Der US-Computerkonzern Apple gerät wegen seiner kreativen Steuervermeidungsstrategie immer mehr in die Defensive. Erst kürzlich musste Apple-Chef Tim Cook im US-Senat erklären, warum er in den vergangenen Jahren mehr als 70 Milliarden Dollar (54 Milliarden Euro) nicht versteuert hat. Legal freilich, wie auch die Abgeordneten zugeben mussten.

„Das Geld fehlt jetzt, um Schulen zu bauen“, sagte der Ausschussvorsitzende im Senat und sprach von „Geisterfirmen“ im riesigen Apple-Firmengeflecht. Cook rechtfertigte sich, das globale Firmengeflecht mache es „schlicht einfacher, Geschäfte zu führen“. Apple reize die legalen Möglichkeiten des Steuersparens nicht einmal aus: „Wir haben kein Geld auf einer Insel in der Karibik und kein Konto auf den Cayman Islands“, so Cook. Und Apple sei noch immer einer der größten US-Steuerzahler.

Aber wie trickst Apple die Finanz aus? Wichtige Rolle dabei spielt eine Tochter in Irland, die dort keinen Steuersitz hat, weil unterschiedliche Regelungen zwischen USA und Europa ausgenützt werden. Von Irland aus wird der Apple-Vertrieb in Europa gesteuert, aber null Unternehmenssteuern gezahlt.

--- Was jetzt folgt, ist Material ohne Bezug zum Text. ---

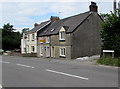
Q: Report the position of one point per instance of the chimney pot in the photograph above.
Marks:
(35, 25)
(93, 7)
(54, 18)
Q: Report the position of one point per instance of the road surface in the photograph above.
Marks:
(38, 72)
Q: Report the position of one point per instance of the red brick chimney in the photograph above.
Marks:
(35, 25)
(54, 18)
(93, 7)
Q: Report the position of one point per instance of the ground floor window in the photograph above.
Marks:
(62, 52)
(32, 49)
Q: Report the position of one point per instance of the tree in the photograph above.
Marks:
(8, 27)
(110, 33)
(10, 39)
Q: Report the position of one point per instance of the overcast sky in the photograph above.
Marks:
(24, 13)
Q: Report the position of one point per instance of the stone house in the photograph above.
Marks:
(72, 37)
(29, 39)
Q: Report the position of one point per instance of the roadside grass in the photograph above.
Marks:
(109, 61)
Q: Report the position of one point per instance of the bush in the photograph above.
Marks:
(109, 61)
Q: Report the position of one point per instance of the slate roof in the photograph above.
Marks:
(39, 27)
(70, 24)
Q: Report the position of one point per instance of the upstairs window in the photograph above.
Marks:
(62, 35)
(33, 37)
(32, 49)
(47, 40)
(28, 37)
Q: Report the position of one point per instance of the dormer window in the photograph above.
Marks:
(62, 34)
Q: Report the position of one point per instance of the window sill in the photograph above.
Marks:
(61, 40)
(62, 56)
(32, 40)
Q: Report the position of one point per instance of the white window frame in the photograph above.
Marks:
(47, 39)
(41, 50)
(33, 37)
(28, 37)
(60, 35)
(63, 51)
(32, 51)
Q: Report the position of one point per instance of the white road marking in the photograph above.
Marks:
(0, 87)
(25, 65)
(67, 74)
(108, 66)
(5, 62)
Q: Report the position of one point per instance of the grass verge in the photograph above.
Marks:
(109, 61)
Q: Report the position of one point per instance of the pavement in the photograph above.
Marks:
(44, 72)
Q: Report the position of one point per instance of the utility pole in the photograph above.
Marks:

Das Firmengeflecht nutzt auch dazu, Steuern in einzelnen Ländern zu umgehen. Laut einem Bericht des ZDF-Magazins „Frontal 21“ zahlt Appel allein in Deutschland jährlich um 245 Millionen Euro zu wenig Steuern. Bei einem geschätzten Gewinn von einer Milliarde Euro würden nur fünf Millionen an den Fiskus abgeführt. Wie viel Apple in Österreich an Steuern abführt, ist unbekannt. Die inhaltlich dürftige Bilanz der Apple GmbH weist für 2012 einen Gewinn von 11,55 Millionen Euro aus.

Suche: Steuervermeidung. Treffer: Google. Der US-Internetriese weiß wie kaum ein anderer Konzern den Begehren der staatlichen Finanzämter zu entfliehen und spart dadurch jedes Jahr Steuern in Milliardenhöhe.

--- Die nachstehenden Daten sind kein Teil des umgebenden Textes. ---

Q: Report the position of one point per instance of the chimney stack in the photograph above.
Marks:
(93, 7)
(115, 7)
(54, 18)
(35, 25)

Allein im Vorjahr soll Google rund zwei Milliarden Dollar an Steuern gespart haben, fast doppelt so viel wie vor drei Jahren. Laut Spiegel hortet Google auf den Bermudas inzwischen knapp 25 Milliarden Dollar an weitgehend steuerfreien Gewinnen.

Das „Google-Modell“ gilt inzwischen als Synonym für die unsozialen Steuergestaltungsspielräume von internationalen Unternehmen. Aber wie macht Google das? Der US-Konzern nutzt die Tatsache, dass seine Einnahmen nicht mit materiellen Gütern erzielt werden, sondern mit immateriellen Gütern wie Lizenzen, Patente, Markenrechte oder Werbung. Hier ist die Gewinnverschiebung an ausländische Töchter in Steueroasen relativ einfach.

Google braucht dafür nur drei zusätzliche Tochter-Gesellschaften, über die das gesamte Auslandsgeschäft abwickelt wird: Eine auf den Bermudas, eine in Irland und eine in den Niederlanden. Die Bermudas-Tochter vergibt die Lizenz zur Technologienutzung an Google Niederlande und diese weiter an die Vertriebstochter in Irland. Erst diese Vertriebstochter erzielt Gewinne durch Werbeeinnahmen, die aber auf den Bermudas nicht besteuert werden. So beträgt die Steuerquote für ausländische Einkünfte bei Google gerade einmal 0,2 Prozent. Müssten diese Einkünfte in den USA versteuert werden, wären es 35 Prozent. Als eines der ersten Länder will Großbritannien die Schlupflöcher schließen und das „Google-Modell“ unmöglich machen.